Folha de S. Paulo
Governo ainda não diz para quem e como vai
pagar benefícios e corre risco no Congresso
O Auxílio
Brasil ainda não existe. O dinheiro para pagar o Auxílio Brasil também
não. Talvez não exista dindim para bancar a aprovação desse e outros gastos no
Congresso. É difícil acreditar que deputados e senadores deixem de aprovar uma
renda básica para pobres, faltando menos de um ano para a eleição. Mas o caldo
político engrossou, há problemas na Justiça e os prazos para entregar o
benefício ao povo miúdo estão quase estourados.
O Auxílio Brasil por ora é apenas uma
medida provisória oca. Ali não se diz quanto será pago a cada família, nem
exatamente para quais, nem como, afora para aquelas que já
estão no Bolsa Família e olhe lá. Faltam poucos dias para definir isso
tudo e muito mais.
O Congresso ainda está longe de chancelar a
contabilidade criativa e o calote que vão financiar (também) o Auxílio Brasil.
Sem isso, dá para pagar benefícios neste ano. Para 2022, só tem dinheiro para
bancar o velho Bolsa Família (cerca de R$ 190 mensais para 15,6 milhões, não R$
400 para 17 milhões, como quer o governo).
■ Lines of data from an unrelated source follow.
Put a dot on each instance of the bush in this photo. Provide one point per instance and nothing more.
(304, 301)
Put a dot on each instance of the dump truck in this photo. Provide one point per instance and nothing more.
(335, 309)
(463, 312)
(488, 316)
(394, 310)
Cabalar votos com o dinheiro de emendas parlamentares ficou mais difícil. A ministra Rosa Weber, do Supremo, suspendeu o pagamento das "emendas de relator" (mudanças de destinação de verba do Orçamento definidas pelo parlamentar que redige a proposta final da lei orçamentária. Em geral, beneficiam os escolhidos pelos chefes do centrão).
As "emendas de relator", o
Bolsolão, pagaram muitos dos votos que aprovaram na Câmara, em primeira rodada
de votação, a Proposta de Emenda Constitucional (PEC) que formaliza
o calote de parte dos precatórios e muda o reajuste do limite de
despesas federais. Mas falta o segundo turno na Câmara, faltam dois turnos no
Senado.
Na semana que vem, o Supremo deve decidir
se barra de vez as "emendas de relator". Na melhor das hipóteses
(para o governismo), a mera indefinição vai dificultar os negócios na Câmara e
no Senado, já bastante indócil.
Além de reajustar o teto
de gastos, a PEC autoriza o governo a deixar de honrar pelo menos R$ 47
bilhões dos R$ 89 bilhões de precatórios que deveria pagar em 2022, calote que
não cai bem no Senado e pode terminar na Justiça. O reajuste do teto deve
render quase outro tanto de dinheiro para o Orçamento federal.
No entanto, o governo precisa de R$ 47
bilhões extras apenas para pagar o Auxílio Brasil em 2022. Diz que vai precisar
de outros R$ 24 bilhões extras para pagar reajustes de benefícios
previdenciários (pois a inflação será maior do que a prevista pelo projeto de
lei orçamentária).
Vai sobrar pouco para emendas parlamentares
extras, de relator ou outra mumunha que inventem. Se o Supremo derrubar as
"emendas de relator" e se o Congresso não fizer algum acordão de
gastos, Jair Bolsonaro terá mais problemas para sustentar a "velha
política".
Se a PEC dos Precatórios não passar ou for
amputada de modo essencial, o governo terá de improvisar ainda mais, mais do
que fez com o Auxílio Brasil, por incapacidade técnica, negligência e
laborfobia. Teria então de pagar algum auxílio para os pobres com créditos
extraordinários, o que é em tese ilegal. Sabe-se lá como arrumará dinheiro para
bancar o reajuste extra dos benefícios previdenciários etc.
O pessoal do Congresso não nasceu ontem,
quase sempre se arruma. A mutreta fiscal, judicial e política está meio
liberada. Quase ninguém no sistema de poder quer degolar Bolsonaro na Justiça
ou por impeachment, de resto. É verdade que o PIB
de 2022 está sendo dissolvido no ácido dos juros da praça financeira,
mas Bolsonaro e centrão não estão nem aí. No entanto, aumentou o risco de dar
besteira até para a turma da safadagem.